Friday, 22 de November de 2024 ISSN 1519-7670 - Ano 24 - nº 1315

Nunca mais seremos os mesmos

Já alguém disse que nunca mais fomos os mesmos depois do cinema. A linguagem cinematográfica influencia nossa maneira de ver, de escrever, de falar, de existir. Não posso mais dizer ‘eu te amo’ sem interpretar alguma cena que eu já vi e esqueci. Felizmente ou infelizmente, jamais serei o mesmo depois de Truffaut, Buñuel, Hitchcock, Woody Allen, Fellini, Pedro Almodóvar…

Já não somos os mesmos depois da televisão, e mais ainda com o advento do controle remoto. Nossa visão está orientada pela visão da tela, telescópio caseiro. Quantos de nós ligamos o aparelho mal chegamos em casa, apenas para ouvir alguém falando, vislumbrar alguém se mexendo… Quantos de nós almoçamos e jantamos com essa companheira, que por vezes se duplica em outro quarto, ou até se triplica na cozinha… Quantos dormimos ao seu lado… E nas salas de espera, e nos prontos-socorros… Até mesmo em agências bancárias nossa querida amiga eu já encontrei, desviando meu olhar para longe.

Passo à frente

Já não seremos os mesmos depois do celular. Estou exposto, na calçada, a todas as ligações. Sou interceptado pelo chefe, pela esposa, pela filha, pelo amigo, pelo credor. Torpedos me alcançam. E eu também posso atingir outras pessoas, falar com elas (perigosamente) enquanto atravesso a rua, tomar decisões sobre la marcha, como dizem os espanhóis.

Não, nunca mais seremos os mesmos depois da TV, do celular… Depois da internet! Recebo dezenas de mensagens por dia, tantas delas enviadas por gente que nunca vi e nunca verei. Não consigo responder a todos. Não consigo atualizar meu blog. Não consigo dar conta de tantos recados. Passaria o dia inteiro recebendo e mandando bilhetes eletrônicos. Passaria o dia, macaco virtual, pulando de link em link.
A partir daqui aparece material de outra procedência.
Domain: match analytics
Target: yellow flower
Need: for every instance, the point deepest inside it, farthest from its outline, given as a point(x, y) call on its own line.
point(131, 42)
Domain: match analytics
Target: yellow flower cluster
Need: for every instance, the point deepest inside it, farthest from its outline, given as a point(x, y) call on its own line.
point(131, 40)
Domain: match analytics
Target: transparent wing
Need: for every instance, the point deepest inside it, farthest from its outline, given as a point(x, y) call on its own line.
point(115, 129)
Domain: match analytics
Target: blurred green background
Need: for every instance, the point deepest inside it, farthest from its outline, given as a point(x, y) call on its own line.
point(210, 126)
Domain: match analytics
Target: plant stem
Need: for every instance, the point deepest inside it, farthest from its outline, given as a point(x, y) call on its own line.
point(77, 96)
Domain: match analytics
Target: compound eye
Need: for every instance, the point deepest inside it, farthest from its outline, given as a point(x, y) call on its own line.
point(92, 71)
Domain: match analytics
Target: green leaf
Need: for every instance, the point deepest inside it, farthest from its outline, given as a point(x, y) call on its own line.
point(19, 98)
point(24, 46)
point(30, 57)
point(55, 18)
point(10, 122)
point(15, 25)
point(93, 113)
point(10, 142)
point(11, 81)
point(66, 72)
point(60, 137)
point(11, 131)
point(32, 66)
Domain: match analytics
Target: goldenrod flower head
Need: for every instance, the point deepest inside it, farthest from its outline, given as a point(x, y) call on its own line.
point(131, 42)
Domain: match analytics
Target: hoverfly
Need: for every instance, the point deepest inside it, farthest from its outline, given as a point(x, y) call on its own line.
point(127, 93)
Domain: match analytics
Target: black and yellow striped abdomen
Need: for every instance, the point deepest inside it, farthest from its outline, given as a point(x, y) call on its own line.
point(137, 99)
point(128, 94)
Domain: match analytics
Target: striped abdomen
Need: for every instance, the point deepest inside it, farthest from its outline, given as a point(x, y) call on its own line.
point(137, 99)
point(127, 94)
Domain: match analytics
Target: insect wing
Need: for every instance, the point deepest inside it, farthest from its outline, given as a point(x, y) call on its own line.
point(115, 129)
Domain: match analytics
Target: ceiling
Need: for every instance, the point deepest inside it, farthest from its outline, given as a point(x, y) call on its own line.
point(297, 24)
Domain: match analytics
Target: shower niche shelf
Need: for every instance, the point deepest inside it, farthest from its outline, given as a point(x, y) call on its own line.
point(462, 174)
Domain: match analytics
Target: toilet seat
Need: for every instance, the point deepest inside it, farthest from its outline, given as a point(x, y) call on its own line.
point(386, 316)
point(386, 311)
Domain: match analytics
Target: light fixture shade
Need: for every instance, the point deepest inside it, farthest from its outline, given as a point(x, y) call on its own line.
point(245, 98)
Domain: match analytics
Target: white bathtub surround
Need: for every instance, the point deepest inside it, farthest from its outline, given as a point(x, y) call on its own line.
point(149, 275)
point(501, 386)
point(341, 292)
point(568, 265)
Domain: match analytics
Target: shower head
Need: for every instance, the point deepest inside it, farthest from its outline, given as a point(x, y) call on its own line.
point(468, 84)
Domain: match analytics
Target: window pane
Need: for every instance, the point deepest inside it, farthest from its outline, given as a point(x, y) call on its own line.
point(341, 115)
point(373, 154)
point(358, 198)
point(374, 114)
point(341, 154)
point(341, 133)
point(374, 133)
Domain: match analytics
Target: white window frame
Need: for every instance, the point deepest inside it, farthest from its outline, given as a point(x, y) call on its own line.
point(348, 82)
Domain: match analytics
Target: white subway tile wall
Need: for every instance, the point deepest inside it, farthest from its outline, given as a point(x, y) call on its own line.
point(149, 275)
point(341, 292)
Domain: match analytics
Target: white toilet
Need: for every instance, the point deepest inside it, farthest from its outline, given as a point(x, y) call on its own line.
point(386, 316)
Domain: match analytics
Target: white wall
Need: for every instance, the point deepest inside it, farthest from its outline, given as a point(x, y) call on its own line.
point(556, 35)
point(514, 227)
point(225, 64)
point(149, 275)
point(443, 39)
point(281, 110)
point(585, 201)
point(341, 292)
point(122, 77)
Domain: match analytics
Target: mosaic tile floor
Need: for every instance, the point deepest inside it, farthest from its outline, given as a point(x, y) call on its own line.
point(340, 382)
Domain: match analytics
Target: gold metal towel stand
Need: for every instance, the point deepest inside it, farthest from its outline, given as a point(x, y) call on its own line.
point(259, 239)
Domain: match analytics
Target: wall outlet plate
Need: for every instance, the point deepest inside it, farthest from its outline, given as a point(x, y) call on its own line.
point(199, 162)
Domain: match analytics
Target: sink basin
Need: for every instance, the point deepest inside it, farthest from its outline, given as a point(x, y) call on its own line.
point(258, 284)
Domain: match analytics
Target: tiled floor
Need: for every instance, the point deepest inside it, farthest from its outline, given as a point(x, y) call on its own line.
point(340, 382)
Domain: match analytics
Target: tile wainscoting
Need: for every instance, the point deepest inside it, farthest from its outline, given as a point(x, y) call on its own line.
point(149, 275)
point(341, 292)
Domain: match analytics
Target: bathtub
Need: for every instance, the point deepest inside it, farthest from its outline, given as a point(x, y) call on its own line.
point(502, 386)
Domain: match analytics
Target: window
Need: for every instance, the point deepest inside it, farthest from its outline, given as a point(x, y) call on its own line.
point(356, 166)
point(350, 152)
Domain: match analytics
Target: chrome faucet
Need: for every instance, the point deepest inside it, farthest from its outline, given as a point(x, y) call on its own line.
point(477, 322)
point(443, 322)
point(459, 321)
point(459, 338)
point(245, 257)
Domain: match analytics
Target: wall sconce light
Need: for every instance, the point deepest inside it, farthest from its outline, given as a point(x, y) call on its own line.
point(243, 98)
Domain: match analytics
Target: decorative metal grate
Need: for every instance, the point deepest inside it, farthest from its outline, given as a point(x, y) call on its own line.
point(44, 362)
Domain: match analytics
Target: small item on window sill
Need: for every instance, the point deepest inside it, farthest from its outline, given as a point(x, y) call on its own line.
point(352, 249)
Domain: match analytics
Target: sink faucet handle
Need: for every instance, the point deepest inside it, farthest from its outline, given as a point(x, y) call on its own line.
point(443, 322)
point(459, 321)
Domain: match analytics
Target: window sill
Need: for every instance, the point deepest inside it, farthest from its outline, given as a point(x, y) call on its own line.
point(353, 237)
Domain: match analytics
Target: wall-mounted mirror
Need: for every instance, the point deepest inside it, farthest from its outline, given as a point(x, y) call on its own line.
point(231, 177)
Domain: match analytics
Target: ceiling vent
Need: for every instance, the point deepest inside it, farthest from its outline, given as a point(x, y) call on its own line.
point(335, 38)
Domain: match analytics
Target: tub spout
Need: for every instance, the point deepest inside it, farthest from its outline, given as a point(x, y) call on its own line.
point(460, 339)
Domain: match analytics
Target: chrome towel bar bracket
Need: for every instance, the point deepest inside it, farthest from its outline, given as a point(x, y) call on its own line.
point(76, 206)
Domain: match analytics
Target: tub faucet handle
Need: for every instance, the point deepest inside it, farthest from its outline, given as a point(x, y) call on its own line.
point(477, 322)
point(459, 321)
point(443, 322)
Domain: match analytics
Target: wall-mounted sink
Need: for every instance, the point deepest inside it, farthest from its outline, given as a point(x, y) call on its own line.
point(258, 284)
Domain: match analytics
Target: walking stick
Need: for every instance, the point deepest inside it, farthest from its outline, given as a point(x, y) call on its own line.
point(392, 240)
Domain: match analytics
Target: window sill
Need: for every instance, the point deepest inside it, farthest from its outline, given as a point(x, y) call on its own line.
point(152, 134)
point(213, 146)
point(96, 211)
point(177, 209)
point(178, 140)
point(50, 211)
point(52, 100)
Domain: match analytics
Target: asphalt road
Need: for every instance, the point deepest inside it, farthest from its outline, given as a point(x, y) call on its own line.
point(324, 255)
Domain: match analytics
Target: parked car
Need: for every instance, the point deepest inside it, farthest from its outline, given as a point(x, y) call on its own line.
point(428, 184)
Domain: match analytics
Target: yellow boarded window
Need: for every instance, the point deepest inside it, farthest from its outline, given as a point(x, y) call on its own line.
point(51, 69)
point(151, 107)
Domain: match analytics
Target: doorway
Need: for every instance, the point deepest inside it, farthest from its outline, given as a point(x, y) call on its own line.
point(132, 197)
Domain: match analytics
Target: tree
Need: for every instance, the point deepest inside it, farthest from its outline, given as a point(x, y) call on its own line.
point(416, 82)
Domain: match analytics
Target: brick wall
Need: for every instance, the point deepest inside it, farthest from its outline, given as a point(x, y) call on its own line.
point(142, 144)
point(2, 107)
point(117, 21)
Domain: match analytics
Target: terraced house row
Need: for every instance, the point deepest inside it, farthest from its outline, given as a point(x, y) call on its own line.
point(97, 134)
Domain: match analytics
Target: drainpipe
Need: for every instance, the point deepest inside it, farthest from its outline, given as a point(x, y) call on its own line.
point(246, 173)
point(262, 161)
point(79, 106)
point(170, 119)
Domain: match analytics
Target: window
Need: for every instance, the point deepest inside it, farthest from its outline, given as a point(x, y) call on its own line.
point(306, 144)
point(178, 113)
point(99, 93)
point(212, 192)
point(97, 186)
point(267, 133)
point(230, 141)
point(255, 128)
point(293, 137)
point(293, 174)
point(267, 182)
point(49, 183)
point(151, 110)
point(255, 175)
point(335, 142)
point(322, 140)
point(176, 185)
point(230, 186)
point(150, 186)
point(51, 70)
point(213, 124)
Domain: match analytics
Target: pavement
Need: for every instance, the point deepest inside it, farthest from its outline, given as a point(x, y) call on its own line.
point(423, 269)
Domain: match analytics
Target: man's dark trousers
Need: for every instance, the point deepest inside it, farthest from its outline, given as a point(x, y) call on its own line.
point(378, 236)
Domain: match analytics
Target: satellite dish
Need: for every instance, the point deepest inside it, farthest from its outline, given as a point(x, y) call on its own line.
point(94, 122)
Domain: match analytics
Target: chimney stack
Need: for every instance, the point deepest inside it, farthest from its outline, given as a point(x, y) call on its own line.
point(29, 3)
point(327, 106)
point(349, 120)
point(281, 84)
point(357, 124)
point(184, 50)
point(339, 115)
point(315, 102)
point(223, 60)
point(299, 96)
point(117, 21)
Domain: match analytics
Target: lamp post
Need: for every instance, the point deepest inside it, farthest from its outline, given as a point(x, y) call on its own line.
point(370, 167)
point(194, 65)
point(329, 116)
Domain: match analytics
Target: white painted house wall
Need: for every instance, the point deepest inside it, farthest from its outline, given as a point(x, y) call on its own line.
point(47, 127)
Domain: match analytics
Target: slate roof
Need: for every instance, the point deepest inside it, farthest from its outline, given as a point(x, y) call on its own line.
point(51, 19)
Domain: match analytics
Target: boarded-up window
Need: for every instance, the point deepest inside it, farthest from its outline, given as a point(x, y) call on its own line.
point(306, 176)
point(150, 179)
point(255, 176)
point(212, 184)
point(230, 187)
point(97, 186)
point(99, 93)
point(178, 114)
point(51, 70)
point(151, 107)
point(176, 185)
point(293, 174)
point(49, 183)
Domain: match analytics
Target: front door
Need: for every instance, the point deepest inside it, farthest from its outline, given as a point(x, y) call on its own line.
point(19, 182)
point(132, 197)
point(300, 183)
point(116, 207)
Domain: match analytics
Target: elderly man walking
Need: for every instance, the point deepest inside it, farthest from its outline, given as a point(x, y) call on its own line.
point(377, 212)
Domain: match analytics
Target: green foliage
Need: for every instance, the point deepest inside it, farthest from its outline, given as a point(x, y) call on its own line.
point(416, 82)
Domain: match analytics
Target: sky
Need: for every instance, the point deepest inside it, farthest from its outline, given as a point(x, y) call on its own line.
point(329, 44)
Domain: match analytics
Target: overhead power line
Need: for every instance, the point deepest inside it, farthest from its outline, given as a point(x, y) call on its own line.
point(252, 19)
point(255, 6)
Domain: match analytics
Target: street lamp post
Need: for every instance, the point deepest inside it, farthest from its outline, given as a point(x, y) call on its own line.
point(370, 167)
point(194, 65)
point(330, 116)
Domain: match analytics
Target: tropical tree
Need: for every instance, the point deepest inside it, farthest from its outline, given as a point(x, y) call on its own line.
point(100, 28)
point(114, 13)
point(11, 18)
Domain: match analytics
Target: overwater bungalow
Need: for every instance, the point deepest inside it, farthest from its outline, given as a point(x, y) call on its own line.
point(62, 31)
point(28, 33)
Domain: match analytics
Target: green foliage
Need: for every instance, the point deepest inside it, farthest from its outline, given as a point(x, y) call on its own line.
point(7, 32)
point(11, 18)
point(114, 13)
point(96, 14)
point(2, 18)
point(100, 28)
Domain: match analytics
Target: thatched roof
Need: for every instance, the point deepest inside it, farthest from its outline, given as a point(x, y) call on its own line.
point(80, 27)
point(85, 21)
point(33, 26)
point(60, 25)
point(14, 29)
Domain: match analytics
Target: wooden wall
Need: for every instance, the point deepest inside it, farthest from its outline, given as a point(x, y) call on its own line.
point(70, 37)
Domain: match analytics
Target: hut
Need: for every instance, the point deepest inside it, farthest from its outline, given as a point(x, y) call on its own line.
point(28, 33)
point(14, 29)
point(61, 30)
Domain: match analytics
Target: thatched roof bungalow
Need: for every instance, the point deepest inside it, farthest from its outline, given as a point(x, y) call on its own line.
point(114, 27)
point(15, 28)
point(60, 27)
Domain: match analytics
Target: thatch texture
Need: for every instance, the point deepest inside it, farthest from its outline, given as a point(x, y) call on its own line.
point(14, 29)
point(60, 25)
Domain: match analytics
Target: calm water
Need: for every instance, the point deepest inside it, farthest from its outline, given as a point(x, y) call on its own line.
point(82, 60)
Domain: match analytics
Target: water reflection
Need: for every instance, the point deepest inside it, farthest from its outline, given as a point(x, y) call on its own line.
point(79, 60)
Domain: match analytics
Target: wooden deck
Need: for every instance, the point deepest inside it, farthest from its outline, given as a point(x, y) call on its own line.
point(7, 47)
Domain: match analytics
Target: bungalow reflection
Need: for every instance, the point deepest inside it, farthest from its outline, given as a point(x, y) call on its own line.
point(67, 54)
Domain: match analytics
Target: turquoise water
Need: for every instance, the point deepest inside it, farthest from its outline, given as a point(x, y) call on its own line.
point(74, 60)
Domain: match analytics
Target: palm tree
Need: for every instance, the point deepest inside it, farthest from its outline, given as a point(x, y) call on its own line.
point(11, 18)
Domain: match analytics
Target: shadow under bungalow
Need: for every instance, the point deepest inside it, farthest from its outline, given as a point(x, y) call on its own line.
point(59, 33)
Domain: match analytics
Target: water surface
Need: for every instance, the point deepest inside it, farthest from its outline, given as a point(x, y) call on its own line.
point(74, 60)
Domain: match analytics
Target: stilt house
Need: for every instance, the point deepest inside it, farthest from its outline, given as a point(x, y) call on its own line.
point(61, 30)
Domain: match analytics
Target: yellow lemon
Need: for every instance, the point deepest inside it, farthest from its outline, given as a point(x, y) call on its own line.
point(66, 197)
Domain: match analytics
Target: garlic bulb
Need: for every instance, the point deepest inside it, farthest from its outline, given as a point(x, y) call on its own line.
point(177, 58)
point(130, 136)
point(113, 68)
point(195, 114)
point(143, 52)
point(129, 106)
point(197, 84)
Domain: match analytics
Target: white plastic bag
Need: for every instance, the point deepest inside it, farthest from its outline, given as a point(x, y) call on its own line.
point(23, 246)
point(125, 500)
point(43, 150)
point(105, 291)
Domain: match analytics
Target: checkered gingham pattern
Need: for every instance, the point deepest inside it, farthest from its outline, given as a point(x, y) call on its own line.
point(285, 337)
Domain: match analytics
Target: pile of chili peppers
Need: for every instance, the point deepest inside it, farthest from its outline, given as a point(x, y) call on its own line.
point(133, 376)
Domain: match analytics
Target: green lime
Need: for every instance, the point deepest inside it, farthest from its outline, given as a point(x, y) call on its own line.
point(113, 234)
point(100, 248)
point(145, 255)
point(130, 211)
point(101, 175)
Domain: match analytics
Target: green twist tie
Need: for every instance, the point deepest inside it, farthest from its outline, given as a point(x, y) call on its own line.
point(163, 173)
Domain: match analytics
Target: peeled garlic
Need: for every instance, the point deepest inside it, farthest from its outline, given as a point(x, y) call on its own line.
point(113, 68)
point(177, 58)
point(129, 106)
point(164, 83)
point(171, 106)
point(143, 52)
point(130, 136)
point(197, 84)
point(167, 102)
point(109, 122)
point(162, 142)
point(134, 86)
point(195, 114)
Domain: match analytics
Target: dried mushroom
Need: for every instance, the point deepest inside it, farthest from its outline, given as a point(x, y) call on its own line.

Não, não seremos mais os mesmos, não escreveremos do mesmo modo, não pensaremos da mesma forma.

Já não somos os mesmos, depois de Kafka, Tolstói, Clarice e Guimarães Rosa. Já não somos os mesmos a fazer sexo depois de Freud. Já não somos os mesmos depois de Marx, Sartre, Heidegger. Leiamos ou não essa turma, essa turma alterou nossa maneira de caminhar no mundo, de conversar, de tomar um cafezinho…

Particularmente, nós, brasileiros, nunca mais seremos os mesmos depois de Lula-PT na presidência. O primeiro proletário no poder jamais esqueceremos.

Perdemos mais um véu da nossa santa ingenuidade.

Demos um novo passo à frente.

Para onde?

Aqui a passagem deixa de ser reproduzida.